Era mindfulness y yo no lo sabía
Hay una sensación que para mí es la infancia y a la que ya solo regreso muy contados mediodías al sol, sola en la terraza de un hotel o en el adormecimiento que antecede a una siesta ocasional. Voy a intentar contar algo que no sé si tiene nombre ni sabré explicar, pero si fracaso, al menos lo haré siguiendo el consejo de Landero: escribe lo que recuerdas y dirás la verdad.
Era el aburrimiento. La sana inacción. El sabor de las horas muertas. Eran paredes pintadas de blanco, mientras corrían los segundos derretidos bajo un cielo muy azul. Era mirar por la ventana del cuarto donde crecí, el patio de la casa de mis abuelos bajo el sol ardiendo. Era no saber si era martes o sábado tumbada en el bordillo de la piscina. Era un trance, la percepción de tiempo detenido, pero a la vez más vivo que nunca, y de vida fácil, extensa, plácida, dulce. Era mindfulness y yo no lo sabía.
Y mientras nada pasaba a mi alrededor, mi mente estaba en blanco, pero se movía a un ritmo lento, preciso, equilibrado. E impulsada por ese compás imaginaba conversaciones, viajaba, recordaba, construía lo que ahora pienso y también lo que ya olvidé. Escribía despierta. Ahora comprendo que mucho de lo que ahora soy y lo que ahora cuento empezó, en realidad, aquellas tardes.

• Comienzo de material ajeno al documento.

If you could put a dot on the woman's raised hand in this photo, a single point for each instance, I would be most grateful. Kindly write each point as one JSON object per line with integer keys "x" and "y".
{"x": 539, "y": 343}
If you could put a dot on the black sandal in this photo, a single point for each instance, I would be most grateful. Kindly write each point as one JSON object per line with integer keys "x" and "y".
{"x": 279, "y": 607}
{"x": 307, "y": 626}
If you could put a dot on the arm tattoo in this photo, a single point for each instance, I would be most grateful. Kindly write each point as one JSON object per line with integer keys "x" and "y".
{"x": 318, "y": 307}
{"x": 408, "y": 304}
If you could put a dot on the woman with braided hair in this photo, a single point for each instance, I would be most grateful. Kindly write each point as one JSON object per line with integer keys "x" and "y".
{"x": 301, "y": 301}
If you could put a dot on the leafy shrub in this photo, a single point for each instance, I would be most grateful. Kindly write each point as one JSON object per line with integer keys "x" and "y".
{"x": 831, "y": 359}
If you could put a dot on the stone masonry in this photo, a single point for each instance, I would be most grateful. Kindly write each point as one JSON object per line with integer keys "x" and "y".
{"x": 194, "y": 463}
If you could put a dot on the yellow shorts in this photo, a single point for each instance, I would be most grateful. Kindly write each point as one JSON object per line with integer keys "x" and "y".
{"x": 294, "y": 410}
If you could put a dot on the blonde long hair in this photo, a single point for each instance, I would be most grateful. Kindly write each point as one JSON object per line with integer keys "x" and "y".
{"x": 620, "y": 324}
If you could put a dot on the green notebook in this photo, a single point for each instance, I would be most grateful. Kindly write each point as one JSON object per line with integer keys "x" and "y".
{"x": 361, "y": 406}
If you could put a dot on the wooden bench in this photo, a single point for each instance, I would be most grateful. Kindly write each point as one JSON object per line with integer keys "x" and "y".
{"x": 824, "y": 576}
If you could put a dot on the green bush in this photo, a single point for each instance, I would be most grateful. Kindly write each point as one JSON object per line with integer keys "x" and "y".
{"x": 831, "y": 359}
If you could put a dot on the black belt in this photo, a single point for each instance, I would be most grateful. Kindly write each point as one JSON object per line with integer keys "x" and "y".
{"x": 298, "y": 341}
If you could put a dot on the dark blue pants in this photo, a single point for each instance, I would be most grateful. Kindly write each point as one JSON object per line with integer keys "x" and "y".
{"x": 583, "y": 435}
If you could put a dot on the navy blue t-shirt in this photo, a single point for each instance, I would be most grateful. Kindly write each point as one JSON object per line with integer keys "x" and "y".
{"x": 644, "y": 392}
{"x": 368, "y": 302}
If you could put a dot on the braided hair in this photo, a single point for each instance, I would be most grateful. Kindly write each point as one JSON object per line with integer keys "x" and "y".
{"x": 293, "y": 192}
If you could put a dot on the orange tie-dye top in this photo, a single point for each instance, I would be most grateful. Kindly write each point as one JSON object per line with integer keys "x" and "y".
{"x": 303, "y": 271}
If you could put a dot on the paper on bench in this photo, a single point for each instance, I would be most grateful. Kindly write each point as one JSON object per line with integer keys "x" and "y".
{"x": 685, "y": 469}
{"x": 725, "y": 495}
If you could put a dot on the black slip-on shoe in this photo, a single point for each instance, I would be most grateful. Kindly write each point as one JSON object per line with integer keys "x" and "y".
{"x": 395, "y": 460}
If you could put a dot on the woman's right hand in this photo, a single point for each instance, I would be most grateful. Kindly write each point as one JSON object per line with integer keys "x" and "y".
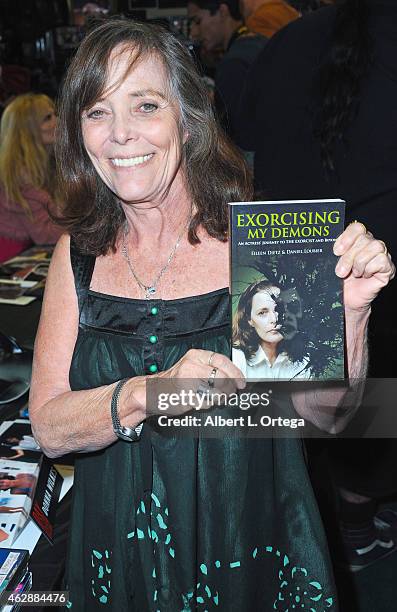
{"x": 197, "y": 373}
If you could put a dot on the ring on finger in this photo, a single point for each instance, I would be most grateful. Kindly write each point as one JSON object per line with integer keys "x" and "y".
{"x": 201, "y": 390}
{"x": 211, "y": 379}
{"x": 355, "y": 221}
{"x": 211, "y": 358}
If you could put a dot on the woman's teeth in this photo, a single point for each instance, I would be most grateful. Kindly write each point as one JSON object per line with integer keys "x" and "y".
{"x": 130, "y": 161}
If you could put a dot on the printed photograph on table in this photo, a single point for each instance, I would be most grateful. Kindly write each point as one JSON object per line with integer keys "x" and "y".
{"x": 287, "y": 303}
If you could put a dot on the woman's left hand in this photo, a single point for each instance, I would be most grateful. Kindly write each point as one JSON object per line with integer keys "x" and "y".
{"x": 364, "y": 264}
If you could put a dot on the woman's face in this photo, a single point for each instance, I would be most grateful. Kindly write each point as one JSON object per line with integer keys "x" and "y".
{"x": 48, "y": 125}
{"x": 132, "y": 135}
{"x": 264, "y": 315}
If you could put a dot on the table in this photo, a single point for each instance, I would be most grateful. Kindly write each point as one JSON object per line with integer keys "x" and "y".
{"x": 47, "y": 562}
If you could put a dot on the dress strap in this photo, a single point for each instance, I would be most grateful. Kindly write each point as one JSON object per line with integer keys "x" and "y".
{"x": 83, "y": 267}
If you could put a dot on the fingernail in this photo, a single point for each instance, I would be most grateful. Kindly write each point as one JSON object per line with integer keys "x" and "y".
{"x": 340, "y": 270}
{"x": 338, "y": 248}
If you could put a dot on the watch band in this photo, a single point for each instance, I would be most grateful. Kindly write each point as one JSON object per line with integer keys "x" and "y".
{"x": 128, "y": 434}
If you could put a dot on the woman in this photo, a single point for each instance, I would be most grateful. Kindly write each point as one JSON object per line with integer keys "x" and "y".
{"x": 262, "y": 329}
{"x": 161, "y": 523}
{"x": 27, "y": 184}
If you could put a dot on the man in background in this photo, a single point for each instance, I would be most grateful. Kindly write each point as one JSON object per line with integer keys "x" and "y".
{"x": 266, "y": 17}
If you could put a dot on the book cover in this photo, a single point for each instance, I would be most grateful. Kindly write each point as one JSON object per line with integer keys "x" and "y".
{"x": 287, "y": 303}
{"x": 18, "y": 481}
{"x": 13, "y": 567}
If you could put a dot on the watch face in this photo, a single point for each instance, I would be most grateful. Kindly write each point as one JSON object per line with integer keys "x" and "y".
{"x": 128, "y": 434}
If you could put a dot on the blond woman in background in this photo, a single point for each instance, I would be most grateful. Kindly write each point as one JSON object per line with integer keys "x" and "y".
{"x": 27, "y": 178}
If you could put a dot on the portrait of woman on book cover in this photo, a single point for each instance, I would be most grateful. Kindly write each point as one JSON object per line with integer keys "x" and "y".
{"x": 264, "y": 327}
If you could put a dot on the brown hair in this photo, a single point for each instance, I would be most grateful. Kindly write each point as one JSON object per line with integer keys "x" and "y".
{"x": 214, "y": 169}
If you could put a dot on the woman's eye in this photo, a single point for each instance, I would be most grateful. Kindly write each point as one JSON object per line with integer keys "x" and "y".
{"x": 95, "y": 114}
{"x": 148, "y": 107}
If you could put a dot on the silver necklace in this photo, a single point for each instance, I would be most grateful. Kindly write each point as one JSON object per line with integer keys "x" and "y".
{"x": 151, "y": 289}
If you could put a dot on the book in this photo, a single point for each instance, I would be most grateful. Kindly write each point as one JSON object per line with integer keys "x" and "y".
{"x": 287, "y": 302}
{"x": 13, "y": 567}
{"x": 18, "y": 480}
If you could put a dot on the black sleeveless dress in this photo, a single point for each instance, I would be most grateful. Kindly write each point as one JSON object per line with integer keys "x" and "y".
{"x": 172, "y": 524}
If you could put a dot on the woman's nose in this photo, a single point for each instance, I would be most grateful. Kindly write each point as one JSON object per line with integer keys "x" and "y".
{"x": 123, "y": 129}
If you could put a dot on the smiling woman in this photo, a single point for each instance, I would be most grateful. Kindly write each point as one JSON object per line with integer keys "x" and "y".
{"x": 139, "y": 289}
{"x": 133, "y": 135}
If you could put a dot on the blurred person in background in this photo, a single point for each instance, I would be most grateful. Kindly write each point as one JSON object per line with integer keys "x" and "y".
{"x": 266, "y": 17}
{"x": 219, "y": 25}
{"x": 320, "y": 114}
{"x": 27, "y": 174}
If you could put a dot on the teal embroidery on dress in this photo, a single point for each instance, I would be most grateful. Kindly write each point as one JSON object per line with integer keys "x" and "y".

Yo no sé si son los grupos de Whatsapp, si son las series, si es esta interrupción constante autoinfligida, si es este sentir virtual, si es la ciudad, pero solo sé que ahora quiero recuperar más a menudo ese tiempo derretido, la calma en las costillas, los ojos cerrados y la tarea de no tener nada que hacer.